目に見えない世界を歩く

ノンフィクションマラソン33冊目は『目に見えない世界を歩く』です。

新書862目に見えない世界を歩く (平凡社新書)
 

近代以降、人類は「目に見える」世界を拡張するのが進歩なのだと信じてきました。(中略)「目に見えない」世界の入口へと僕を案内してくれたのは、研究で出会った琵琶法師・瞽女など、盲目の宗教・芸能者です。そして、博物館でユニバーサルな(誰もが楽しめる)「さわる展示」を企画・展示する経験を通じて、僕は「目に見えない」ものの意義を実感しました。(p.44)

昔、この著者が書いた岩波ジュニア新書を読んでとても面白かったので、この新書も読んでみることにしました。
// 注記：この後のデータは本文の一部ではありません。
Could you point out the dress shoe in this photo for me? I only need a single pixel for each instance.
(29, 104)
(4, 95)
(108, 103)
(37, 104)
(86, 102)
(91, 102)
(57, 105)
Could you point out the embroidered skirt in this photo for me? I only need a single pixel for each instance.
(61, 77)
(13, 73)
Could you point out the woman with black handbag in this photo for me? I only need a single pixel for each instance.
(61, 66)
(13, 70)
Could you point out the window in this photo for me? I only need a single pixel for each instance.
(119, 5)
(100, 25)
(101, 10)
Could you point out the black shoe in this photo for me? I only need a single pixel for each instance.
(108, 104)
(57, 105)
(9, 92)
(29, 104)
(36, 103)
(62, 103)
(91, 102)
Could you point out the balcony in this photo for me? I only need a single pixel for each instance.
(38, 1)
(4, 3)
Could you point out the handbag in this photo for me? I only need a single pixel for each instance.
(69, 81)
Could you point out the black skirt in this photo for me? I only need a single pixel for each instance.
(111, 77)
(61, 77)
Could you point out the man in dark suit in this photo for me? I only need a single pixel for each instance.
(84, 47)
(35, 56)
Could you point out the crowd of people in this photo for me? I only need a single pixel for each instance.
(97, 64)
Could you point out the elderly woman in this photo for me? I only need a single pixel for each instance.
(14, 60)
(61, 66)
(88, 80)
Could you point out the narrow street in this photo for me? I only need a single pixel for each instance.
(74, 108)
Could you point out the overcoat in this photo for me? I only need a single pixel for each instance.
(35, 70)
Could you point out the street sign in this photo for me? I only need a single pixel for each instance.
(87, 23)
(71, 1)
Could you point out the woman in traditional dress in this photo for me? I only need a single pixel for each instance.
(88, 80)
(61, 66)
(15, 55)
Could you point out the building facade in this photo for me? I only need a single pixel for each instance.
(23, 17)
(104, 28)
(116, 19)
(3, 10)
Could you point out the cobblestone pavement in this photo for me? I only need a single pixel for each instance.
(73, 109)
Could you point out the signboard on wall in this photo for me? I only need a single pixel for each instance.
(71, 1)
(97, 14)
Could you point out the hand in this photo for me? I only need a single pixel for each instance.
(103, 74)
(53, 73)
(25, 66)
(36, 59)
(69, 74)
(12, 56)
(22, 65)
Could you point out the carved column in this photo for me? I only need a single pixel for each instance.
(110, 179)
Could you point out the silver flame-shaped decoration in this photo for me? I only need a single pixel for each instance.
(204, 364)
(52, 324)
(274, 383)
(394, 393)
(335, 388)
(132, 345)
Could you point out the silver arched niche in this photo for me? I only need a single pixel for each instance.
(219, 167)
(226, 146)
さわっておどろく!――点字・点図がひらく世界 (岩波ジュニア新書)

さわっておどろく!――点字・点図がひらく世界 (岩波ジュニア新書)

 

 『目に見えない世界を歩く』は、「全盲」となった筆者が自身の半生を振り返りながら、彼自身の現在の考えをまとめた本です。この本では、第1章の「目が見えない人は、目に見えない世界を知っている」というタイトルのとおり、視覚が重視されがちな現代社会の中での「触覚」や「聴覚」の重要性が説かれています。さらに、著者は、勤務する博物館(民博)で、展示のあり方を変えようとします。展示は、モノを「見せる」ことが一般的だと思うのですが、モノに「触れる」機会を提供するのです。本書では、資料保存との両立や、入館者の触れるマナーについても触れられていて、公共機関での展示に(少しだけとはいえ)興味がある私は興味深くその点を読みました

そして、私はこの本の「映画のバリアフリー上映会」の箇所を読んで、祖母のことを思い出しました。私の母親は韓流ドラマが大好きで、私が帰省中もずっと見ているのですが、字幕をずっと読み上げているのです。初めは何をしているのかよくわからなかったのですが、途中から字があまり読めない祖母のために読み上げていることがわかりました。祖母は字幕でなく母親の音声を介して映像を見ているのです。それは字幕を読む私たちの映像経験と同一なのでしょうか。視覚障害者の方が音声ガイドを頼りに映画を<みる>とき、視覚で捉える映像経験とは異なっているはずです。この本は、感覚の多様性や相互の翻訳についても考えさせられる本でした。